The song emerged with live shows in mind, perfectly capturing the vibe you want to experience at some late-night festival side stage, bathed in the glow of a dozen coloured lights and packed against the sweaty bodies of a hundred other euphoric humans.
The band say that finding that vibe was a priority for the song, while the necessity of the circumstances and their particular skill set, allowed them to lean in to get it done. Sticking with a DIY work process, the whole of the song was recorded in MacKenzie’s basement.
“We took pretty much every mic we had in our possession to mic up Aaron’s kit,” says Pothier. “That was honestly what we were most worried about. It’s so easy to settle for kinda flat-sounding drums, especially with a bit more lo-fi stuff, but we wanted to make everything sound as good as possible.”
Growing up listening to punk and hardcore bands, Pothier says the process of doing everything themselves, especially after undergoing a full studio production with Braden Lam, felt more much comfortable to him. Having MacKenzie on the team also proved to be invaluable with an in-house producer willing to put in the extra time to perfect the details.
“He’s basically a wizard,” says Pothier. “Personally, I was totally cool with how it was sounding. Jon was actually the one pushing for us to get it mastered, and at the end of the day, that was a great call. We got it mastered by Rob Kleiner in LA, and that’s the only outsourcing we did for the track itself.

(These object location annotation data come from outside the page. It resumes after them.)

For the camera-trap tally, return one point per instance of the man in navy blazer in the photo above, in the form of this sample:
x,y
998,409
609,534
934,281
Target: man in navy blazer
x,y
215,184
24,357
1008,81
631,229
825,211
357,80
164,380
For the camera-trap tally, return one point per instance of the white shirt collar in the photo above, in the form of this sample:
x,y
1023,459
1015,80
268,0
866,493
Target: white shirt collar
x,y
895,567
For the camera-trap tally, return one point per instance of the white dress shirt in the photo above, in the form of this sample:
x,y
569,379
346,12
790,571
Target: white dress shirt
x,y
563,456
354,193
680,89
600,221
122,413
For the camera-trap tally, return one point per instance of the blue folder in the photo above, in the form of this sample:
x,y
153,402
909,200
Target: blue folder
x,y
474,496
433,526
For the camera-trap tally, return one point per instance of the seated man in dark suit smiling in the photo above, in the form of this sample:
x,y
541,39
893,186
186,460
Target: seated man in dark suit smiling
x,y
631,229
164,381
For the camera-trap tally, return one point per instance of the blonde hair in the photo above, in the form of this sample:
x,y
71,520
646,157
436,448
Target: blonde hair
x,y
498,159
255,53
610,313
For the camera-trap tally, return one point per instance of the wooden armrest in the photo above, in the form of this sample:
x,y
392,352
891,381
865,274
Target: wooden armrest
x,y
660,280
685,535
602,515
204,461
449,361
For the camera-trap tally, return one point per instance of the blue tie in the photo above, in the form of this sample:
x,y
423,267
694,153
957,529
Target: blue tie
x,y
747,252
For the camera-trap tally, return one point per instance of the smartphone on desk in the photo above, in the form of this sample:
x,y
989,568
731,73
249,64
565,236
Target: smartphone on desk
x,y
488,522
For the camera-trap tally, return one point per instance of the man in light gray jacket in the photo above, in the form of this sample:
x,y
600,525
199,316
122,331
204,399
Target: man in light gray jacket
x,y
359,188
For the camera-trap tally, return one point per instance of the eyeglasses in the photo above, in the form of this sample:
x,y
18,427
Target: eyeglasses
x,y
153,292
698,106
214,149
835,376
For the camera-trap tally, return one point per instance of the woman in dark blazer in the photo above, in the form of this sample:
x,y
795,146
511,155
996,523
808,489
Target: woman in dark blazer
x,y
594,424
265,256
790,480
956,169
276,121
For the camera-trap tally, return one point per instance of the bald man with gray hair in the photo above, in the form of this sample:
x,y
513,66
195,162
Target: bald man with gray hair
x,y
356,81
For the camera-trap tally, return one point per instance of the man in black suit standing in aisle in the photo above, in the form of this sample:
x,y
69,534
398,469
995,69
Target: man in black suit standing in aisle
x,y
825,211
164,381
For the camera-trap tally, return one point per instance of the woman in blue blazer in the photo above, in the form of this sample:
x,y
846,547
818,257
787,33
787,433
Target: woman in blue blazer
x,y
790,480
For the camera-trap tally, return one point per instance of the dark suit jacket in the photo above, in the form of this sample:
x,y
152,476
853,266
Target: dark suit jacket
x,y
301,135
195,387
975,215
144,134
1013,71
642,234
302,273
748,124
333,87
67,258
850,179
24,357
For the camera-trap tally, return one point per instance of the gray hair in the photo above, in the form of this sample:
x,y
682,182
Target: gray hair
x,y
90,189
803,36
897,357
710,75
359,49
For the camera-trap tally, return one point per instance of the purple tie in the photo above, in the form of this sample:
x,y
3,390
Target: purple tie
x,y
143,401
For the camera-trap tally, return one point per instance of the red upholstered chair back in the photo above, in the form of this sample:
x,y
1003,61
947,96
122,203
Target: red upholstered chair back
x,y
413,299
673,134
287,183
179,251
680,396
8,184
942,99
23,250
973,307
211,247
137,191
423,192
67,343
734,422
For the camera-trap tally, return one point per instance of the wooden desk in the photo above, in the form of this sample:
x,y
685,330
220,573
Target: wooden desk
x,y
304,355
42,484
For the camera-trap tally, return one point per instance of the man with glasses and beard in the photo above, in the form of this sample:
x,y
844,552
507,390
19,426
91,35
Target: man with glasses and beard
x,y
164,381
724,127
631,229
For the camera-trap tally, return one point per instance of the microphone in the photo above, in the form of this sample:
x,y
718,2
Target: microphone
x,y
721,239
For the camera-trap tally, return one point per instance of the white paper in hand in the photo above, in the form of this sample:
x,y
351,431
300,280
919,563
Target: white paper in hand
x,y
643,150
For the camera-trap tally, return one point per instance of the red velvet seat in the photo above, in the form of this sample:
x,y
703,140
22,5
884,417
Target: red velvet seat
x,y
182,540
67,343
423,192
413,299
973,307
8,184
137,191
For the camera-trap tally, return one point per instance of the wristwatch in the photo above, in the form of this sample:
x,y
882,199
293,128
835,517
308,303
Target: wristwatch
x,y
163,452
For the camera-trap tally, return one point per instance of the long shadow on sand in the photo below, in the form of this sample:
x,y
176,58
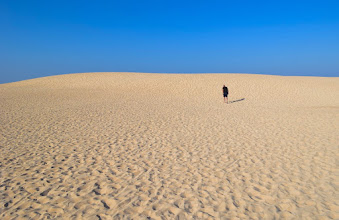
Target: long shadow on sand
x,y
238,100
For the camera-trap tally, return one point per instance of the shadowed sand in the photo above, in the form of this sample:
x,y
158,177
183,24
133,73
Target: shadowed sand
x,y
165,146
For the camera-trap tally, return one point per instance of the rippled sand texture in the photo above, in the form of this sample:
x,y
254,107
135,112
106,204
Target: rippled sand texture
x,y
165,146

While the song is largely instrumental, emphasizing a laid-back groove—in fact, remaining entirely instrumental until late in the production—the lyrics provide a subtle but substantial counterpoint, even as barely coherent window-dressing. Pulled from another song that Pothier had let fall by the wayside, they provide a fine but rare example of this approach adding an immersive texture to the song,
“They fit the vibes we were going for so well, I’m really happy with how that turned out and it was great to get me and Tow singing on the track,” says Pothier.
Sing away! We’ll blissfully pretend like we’re halfway to oblivion in the middle of some field bursting with strangers.